L’ensemble des recherches de Pouthas témoignent de la remarquable capacité du jeune enfant à percevoir et estimer le temps bien avant que soient acquis tous les outils conceptuels. Ces travaux apportent des éléments de réponse à la question abordée par Piaget dès 1946 sur la continuité ou la rupture entre temps « agi » (c’est-à-dire à partir des rythmes logiques et comportementaux) et temps « représenté » (à partir de concepts temporels).
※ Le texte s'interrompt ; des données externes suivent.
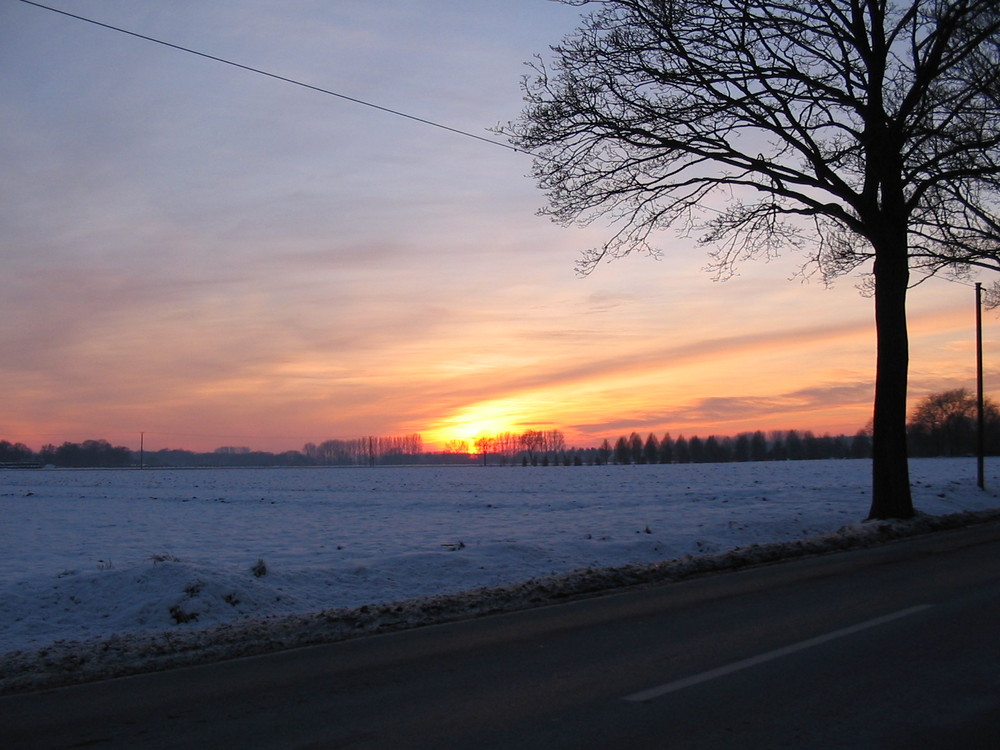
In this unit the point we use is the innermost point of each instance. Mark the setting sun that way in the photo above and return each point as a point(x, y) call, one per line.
point(479, 420)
Nous retenons, des travaux de Pouthas (1990), la remarquable capacité du jeune enfant à percevoir et estimer le temps bien avant que ne soient acquis tous les outils conceptuels.

Transition

Les travaux des psychologues nous présentent la construction du lien entre le temps et l’individu comme lente et progressive, certains n’envisageant pas d’aborder le temps historique avant l’adolescence ! Pourtant, cette « information » est à nuancer, Booth (1987, 1994) ou Barton (2008), et à l’instar de Vygotski (1998-2003), rappellent qu’il ne faut pas négliger l’impact des apprentissages dans le développement de l’individu. De plus, Fraisse ou Clément (et d’autres) parlent d’intuition de la durée qui permettrait notamment à l’enfant jeune de percevoir et estimer le temps bien avant que soient acquis tous les outils conceptuels.

C’est important car si, comme un grand nombre d’historiens, nous prenons pour essence de l’histoire le « changement » (Lefebvre, 1996), son étude ne peut se faire avec des sujets qui ne possèdent pas de représentation de la durée dans laquelle s’inscrit le changement. En effet, les principes de comparaison, d’évolution, de causalité reposent sur des « systèmes d’équilibres dynamiques » (Lefebvre, 1996)82 qui s’intègrent dans un élément fondamental à leur application scientifique : le temps (Lefebvre, 1996). Or, dans le programme scolaire québécois, « la description de ressemblances, de différences et de changements » (MEQ, 2001, p.167), donc la comparaison, apparaît dans les attentes de fin de cycle dès le premier cycle et marque la dynamique même des compétences des cycles suivants. Sans compréhension du « principe » de temps et essentiellement de sa facette « historique », il ne peut y avoir application autonome des compétences en univers social au primaire ! Il nous semble donc important d’orienter à présent notre réflexion vers l’étude du temps des historiens.